AIR – How Long Does It Last


How long does a scuba tank last? Good question! I once asked the same question and received a sigh of resignation from my scuba instructor before he launched into an explanation. Now, when a student asks me this very reasonable question, I, too, inwardly groan before answering.
Although the question is simple, the answer is complicated. But here’s an attempt at an answer.

An Average Diver, at an Average Depth, With an Average Tank
Based on personal experience, an average open-water certified diver using a standard aluminium 80-cubic-foot tank on a 40-foot dive will be able to stay down for about 45 to 60 minutes before surfacing with a safe reserve of air still in the tank.

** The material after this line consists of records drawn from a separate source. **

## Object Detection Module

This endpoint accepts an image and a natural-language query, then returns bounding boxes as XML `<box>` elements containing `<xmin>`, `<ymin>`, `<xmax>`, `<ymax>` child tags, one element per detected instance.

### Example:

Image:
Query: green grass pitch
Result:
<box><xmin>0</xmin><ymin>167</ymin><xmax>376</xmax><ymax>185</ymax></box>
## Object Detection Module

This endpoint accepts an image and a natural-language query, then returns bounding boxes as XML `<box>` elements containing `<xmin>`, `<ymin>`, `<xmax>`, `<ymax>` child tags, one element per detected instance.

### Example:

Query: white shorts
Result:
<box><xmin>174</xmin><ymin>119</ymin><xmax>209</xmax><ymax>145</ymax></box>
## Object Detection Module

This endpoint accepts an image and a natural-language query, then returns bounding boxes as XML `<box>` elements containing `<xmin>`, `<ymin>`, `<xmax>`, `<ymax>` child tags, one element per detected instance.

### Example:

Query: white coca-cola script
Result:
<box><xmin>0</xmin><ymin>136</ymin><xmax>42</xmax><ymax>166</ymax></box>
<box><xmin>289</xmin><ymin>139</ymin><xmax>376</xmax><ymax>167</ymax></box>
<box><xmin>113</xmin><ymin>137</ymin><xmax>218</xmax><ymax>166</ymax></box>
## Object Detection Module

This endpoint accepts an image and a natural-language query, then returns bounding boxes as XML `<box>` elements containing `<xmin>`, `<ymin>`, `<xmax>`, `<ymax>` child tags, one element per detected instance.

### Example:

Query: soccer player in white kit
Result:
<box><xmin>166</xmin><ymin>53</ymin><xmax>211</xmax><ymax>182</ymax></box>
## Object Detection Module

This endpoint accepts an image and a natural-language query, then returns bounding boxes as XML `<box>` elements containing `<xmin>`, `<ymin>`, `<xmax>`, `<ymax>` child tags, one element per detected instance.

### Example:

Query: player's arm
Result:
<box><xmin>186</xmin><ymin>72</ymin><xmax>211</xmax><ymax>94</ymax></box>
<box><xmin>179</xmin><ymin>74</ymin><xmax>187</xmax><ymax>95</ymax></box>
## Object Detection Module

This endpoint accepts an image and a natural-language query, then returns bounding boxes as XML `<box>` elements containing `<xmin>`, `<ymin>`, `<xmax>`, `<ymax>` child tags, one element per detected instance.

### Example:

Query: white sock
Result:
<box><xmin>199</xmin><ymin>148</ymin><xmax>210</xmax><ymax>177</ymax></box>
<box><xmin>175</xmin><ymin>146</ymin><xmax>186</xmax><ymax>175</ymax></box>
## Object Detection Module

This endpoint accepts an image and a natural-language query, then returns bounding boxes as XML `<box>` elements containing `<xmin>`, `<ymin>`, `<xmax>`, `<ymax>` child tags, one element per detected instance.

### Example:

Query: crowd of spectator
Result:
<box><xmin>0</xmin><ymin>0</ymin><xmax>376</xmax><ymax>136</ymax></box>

Three Factors That Determine How Long a Diver’s Air Will Last
1. Tank Volume
One of the most common tanks in recreational diving is the aluminium 80, which holds 80 cubic feet of air compressed to 3000 pounds per-square-inch (PSI). However, scuba tanks are available in different sizes and materials for a variety of applications (learn more about the difference between steel and aluminum tanks). Divers who engage in very deep or long dives may prefer tanks with a greater internal volume. Petite divers who use very little air may choose to use smaller tanks for comfort. All other factors being equal, a tank that holds a higher volume of air will last longer underwater.

2. Depth
As a scuba diver descends, the pressure around him increases (learn how depth affects pressure in scuba diving). This increase in pressure does not affect the air inside the diver’s scuba tank because it is already compressed to a very high pressure and the scuba tank is a rigid container.
However, the water pressure does compress the air that exits the tank and flows through the scuba diver’s regulator hoses and second stages. For example, the quantity of air that fills 1 cubic foot of space at the surface will only fill ½ cubic foot of space at a depth of 33 feet due to the compression of water.
Similarly, a diver will consume twice the volume of air at 33 feet as he uses at the surface. In other words, the deeper a diver goes, the more quickly he will use up the air in his tank.

3. Air Consumption Rate
A diver’s air consumption rate will determine how long the air in his tank will last compared to the average diver. A diver with large lung volume (tall or large people) will require more air than a petite or short person with a smaller lung volume, and will usually have a higher air consumption rate. A variety of factors affects an individual’s air consumption rate, including stress, experience level, buoyancy control and the amount of exertion required for the dive. Relaxed, slow and deep breathing is usually the best way for a diver to reduce his air consumption rate.

Air Supply Is Not Always the Limiting Factor
In many cases, a diver must end his dive before reaching the limit of his air supply. Examples include reaching the no-decompression limit for a dive (in which case a diver may consider using enriched air nitrox) or ascending with a buddy who has reached the limits of his air supply.
Dive plans and dive sites vary. Just because a diver has air left in his tank doesn’t mean he should (or will even want to) stay underwater until it runs low.

In the end, several factors determine how long the air in a tank will last for a particular individual and a particular dive. This is the reason that the question is so difficult to answer. Predicting how long a tank will last underwater requires an understanding of the physics of water pressure, tank volumes and air consumption rates. However, I have one answer that applies to every diver who asks how long his tank will last underwater: Never long enough!

How long does it last? As long as it lasts.